Kenya's public debt has reached alarming levels, with the government facing a daunting task of raising Sh1.2 trillion in the next 11 months to settle almost half of the public domestic debt.
According to the World Bank, 43% of the Sh2.87 trillion debt will mature in September next year, with the debt owed to local investors.
The Kenya Revenue Authority (KRA) has been working tirelessly to collect more revenue, collecting Sh1.496 trillion in the year ending June, but the public debt would still account for 82.3% of that amount.
The World Bank has warned that negotiating with investors and lenders will hold high risks, citing the challenges of rolling over bonds in an environment of no interest rate caps, low subscription rates, and overexposure of commercial banks to these assets.

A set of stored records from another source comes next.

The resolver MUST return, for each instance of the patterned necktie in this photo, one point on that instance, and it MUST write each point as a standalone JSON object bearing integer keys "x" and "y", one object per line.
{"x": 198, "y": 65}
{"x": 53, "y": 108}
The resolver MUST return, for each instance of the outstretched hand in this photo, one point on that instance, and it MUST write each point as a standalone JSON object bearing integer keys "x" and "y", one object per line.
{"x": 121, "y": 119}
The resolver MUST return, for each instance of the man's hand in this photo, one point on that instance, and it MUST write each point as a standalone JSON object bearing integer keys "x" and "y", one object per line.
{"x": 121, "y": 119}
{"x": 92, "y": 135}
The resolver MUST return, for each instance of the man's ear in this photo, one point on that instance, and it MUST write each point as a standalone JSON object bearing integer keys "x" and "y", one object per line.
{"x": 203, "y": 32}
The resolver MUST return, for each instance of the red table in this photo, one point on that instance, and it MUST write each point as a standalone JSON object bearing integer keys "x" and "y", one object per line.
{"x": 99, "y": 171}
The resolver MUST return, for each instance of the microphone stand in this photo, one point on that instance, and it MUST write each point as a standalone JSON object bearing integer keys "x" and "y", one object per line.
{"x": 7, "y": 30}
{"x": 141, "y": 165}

“The government could face challenges in rolling over such bonds in an environment of no interest rate caps, low subscription rates and overexposure of commercial banks to these assets,” the World Bank cautioned in its latest update on the Kenyan economy.
“Debt service obligations will continue to impose significant fiscal strain on the Exchequer. Kenya could face fiscal pressure in meeting its near-term debt and repayments obligations,” the World Bank added.
Kenya's public debt crossed the Sh6 trillion mark in July, up from Sh1.89 trillion in June 2013, with MPs recently voting to amend the law that restricts public debt at half of the gross domestic product, a move that will see public debt rise to Sh9.1 trillion.